Bonne nouvelle pour les amateurs du noble art, Manny Pacquiao a regagné un combat hier soir, lui qui restait sur deux défaites en 2012. Contre Brandon Rios, ancien champion des légers resté fameux pour ses deux pugilats contre Mike Alvarado, bagarreur increvable dont la technique frustre, la vitesse limitée et le menton en béton armé évoquèrent hier soir un sac de sable mouillé. Victoire par décision unanime pour la star des Philippines, par au moins 8 rounds d’écart pour les 3 juges. Personnellement, je ne pense pas que Rios en ait gagné un seul, l’essentiel de son activité sur le ring ayant consisté à secouer la tête à chaque série encaissée pour nier l’impact des coups de Pacquiao.
Le combat avait lieu à Macau, sur l’improbable créneau de la mi-journée pour permettre un pay per view en prime time sur le marché US. L’initiative est intéressante en termes de développement à l’international, même si sportivement parlant la réunion a sérieusement manqué d’intérêt. En commençant par une affiche principale au déroulement bien prévisible. Manny Pacquiao a retrouvé ses attitudes et son rythme de lapin Duracell, mais on l’a senti sur la réserve, soignant ses esquives et ses déplacements latéraux en sortie de corps-à-corps, et pas spécialement tenté par la prise de risque pour finir un adversaire doté il est vrai d’un gros punch. Si Pacquiao est bien de retour et reste l’un des 10 meilleurs boxeurs du moment, et si les quelques coups nets placés par Rios ont été encaissés sans grande difficulté, on peut douter de revoir un jour le vrai phénomène Pacman des années 2005-2010 sur un ring – il serait déplacé de parler d’ouragan philippin fin novembre 2013, même si la métaphore est sans doute la plus juste…

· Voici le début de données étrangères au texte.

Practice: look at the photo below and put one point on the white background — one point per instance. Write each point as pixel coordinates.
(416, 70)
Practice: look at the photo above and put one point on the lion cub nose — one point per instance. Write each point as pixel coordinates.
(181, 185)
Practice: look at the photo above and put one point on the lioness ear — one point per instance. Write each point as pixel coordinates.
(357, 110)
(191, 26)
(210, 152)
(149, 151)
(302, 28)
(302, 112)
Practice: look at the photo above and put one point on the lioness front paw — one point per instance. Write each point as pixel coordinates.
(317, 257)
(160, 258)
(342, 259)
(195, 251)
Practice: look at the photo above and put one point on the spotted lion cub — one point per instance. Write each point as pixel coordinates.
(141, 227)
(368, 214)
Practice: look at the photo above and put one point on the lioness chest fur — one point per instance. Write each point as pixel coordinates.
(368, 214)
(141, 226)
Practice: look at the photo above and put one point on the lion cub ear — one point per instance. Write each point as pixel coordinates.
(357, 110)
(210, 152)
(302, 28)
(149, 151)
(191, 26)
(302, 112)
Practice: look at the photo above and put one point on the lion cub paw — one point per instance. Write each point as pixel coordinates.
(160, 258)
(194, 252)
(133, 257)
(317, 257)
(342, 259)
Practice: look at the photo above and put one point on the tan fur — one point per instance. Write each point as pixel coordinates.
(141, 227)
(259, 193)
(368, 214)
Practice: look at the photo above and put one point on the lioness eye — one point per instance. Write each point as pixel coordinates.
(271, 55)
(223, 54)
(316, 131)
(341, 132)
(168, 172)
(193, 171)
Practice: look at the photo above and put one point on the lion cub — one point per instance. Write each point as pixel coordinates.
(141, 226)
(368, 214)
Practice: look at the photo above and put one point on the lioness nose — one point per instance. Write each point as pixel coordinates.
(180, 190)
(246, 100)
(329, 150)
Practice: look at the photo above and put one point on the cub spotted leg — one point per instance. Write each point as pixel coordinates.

La suite de la carrière de Pacquiao pose question. Son promoteur Bob Arum a prétendu qu’une victoire convaincante de Manny ouvrirait la porte à la reprise des négociations avec le camp Mayweather. Il y a toujours beaucoup d’argent à faire autour d’une telle affiche, mais l’animosité persistante entre Floyd et Arum, les engagements respectifs des deux boxeurs auprès d’HBO et Showtime, et le peu de chances de voir les deux camps s’entendre sur le partage des recettes laissent sceptique. Il est plus probable que Pacquiao obtienne une revanche contre Tim Bradley ou Juan Manuel Marquez, ses deux vainqueurs de 2012 également sous contrat avec le promoteur Top Rank et la chaîne câblée HBO.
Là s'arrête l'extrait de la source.